In the US, the Trump administration has been accused of dog-whistling far-right internet users with memes. The president has been condemned for using his Twitter account to incite online harassment against those who don’t agree with him. He has gone after “criminal leaks” exposing former National Security Adviser Michael Flynn’s relationship with Russia. And he has appointed Stephen Bannon, a former executive chair of the far-right media outlet Breitbart News, as his chief strategist. After Bannon became Trump’s closest adviser, he hired writers from Breitbart to fill positions within the White House. Last month, he called the mainstream media “the opposition party.” And Trump himself said on Friday that the nation’s news media “is the enemy of the American people.”

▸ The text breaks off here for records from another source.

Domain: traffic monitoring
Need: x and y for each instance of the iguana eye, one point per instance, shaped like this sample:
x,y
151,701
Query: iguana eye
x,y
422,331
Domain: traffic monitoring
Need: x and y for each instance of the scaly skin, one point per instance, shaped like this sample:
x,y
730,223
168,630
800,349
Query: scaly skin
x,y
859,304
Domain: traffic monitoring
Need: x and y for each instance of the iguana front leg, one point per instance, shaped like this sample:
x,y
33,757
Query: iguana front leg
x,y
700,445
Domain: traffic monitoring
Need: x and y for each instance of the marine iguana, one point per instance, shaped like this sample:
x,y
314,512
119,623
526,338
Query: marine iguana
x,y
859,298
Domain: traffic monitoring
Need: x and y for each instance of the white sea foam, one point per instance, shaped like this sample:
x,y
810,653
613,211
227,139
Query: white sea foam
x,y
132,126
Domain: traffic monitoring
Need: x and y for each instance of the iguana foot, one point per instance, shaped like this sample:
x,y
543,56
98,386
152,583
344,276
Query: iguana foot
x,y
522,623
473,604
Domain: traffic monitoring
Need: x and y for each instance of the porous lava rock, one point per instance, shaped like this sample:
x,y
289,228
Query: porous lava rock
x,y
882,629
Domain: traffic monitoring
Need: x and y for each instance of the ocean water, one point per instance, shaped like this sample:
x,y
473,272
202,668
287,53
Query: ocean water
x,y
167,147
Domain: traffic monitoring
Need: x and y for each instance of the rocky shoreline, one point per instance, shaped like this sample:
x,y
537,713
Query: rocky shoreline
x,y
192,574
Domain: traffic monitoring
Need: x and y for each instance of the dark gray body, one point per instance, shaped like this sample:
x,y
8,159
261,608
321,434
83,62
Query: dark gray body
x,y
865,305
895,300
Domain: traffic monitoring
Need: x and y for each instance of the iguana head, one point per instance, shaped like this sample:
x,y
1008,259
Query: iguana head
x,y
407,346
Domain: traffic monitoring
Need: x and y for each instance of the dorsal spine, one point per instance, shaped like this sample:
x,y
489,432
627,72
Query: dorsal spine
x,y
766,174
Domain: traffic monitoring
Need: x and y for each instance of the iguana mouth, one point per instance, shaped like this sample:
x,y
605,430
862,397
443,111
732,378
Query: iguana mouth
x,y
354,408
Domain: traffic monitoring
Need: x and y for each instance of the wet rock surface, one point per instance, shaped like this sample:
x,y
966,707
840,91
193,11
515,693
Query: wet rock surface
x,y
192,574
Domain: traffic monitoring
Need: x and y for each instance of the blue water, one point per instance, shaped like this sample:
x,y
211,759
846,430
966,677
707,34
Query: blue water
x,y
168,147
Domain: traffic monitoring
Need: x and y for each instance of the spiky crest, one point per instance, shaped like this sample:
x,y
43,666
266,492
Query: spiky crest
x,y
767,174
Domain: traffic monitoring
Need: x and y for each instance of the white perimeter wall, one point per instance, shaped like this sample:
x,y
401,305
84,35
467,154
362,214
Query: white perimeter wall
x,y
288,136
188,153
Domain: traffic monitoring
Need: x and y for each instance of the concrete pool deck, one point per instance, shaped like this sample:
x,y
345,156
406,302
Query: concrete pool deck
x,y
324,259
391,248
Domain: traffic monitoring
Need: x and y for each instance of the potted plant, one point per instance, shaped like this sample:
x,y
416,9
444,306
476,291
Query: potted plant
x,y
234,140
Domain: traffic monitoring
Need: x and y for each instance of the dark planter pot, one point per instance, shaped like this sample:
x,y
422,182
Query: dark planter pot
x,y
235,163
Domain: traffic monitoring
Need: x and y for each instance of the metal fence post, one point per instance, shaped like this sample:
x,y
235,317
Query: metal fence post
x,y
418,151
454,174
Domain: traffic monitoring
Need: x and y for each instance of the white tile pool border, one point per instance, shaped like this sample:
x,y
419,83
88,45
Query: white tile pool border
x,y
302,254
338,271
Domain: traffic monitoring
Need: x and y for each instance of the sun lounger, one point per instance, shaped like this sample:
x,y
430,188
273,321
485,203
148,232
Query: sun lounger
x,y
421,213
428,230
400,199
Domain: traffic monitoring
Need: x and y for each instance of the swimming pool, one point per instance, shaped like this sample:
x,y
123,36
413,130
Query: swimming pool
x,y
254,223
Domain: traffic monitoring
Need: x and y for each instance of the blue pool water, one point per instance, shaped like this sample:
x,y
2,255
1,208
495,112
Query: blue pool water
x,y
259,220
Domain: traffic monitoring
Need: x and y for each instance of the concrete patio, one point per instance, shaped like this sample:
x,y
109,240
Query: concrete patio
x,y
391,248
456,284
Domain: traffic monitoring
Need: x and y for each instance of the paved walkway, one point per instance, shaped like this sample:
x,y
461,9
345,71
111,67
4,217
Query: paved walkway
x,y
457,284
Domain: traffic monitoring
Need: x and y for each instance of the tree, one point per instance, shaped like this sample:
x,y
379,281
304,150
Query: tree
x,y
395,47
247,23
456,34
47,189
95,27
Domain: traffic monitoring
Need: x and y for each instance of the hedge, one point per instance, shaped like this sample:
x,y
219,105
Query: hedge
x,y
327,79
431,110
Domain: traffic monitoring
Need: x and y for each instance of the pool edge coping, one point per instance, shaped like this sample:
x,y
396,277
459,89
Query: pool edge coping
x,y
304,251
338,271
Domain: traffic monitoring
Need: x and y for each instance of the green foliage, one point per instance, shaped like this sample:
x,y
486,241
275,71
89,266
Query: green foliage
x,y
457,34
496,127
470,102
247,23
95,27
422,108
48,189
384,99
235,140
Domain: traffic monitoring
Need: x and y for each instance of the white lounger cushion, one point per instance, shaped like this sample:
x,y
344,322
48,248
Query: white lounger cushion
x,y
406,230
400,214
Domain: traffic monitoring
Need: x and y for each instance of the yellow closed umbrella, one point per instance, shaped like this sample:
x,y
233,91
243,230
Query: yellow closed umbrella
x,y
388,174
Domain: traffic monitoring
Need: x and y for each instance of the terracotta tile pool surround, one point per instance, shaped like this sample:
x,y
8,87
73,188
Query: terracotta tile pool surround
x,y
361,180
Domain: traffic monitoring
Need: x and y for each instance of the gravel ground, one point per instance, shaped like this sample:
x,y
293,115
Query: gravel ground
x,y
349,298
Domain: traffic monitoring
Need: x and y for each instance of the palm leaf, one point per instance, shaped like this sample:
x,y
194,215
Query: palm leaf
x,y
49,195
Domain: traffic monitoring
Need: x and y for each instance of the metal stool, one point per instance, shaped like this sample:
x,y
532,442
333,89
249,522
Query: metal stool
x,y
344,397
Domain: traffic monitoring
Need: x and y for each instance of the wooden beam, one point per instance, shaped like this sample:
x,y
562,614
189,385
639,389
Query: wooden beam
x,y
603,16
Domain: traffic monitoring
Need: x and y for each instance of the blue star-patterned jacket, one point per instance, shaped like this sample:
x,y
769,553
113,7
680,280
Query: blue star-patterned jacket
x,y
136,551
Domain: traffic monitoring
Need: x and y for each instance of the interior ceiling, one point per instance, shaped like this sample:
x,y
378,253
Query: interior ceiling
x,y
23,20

But Spencer scoffed at the idea that the Trump administration would use nationalist trolls to censor free speech in the US, like they have been used in Japan. “I mean, look, I think that's a weird question to ask,” he said. “It's not a great surprise that the people who really want to rebel and think dangerous thoughts — who are attracted to heresy or so on — are going to end up in a kind of alt-right-like posture.”

Eimi Yamamitsu contributed reporting to this story.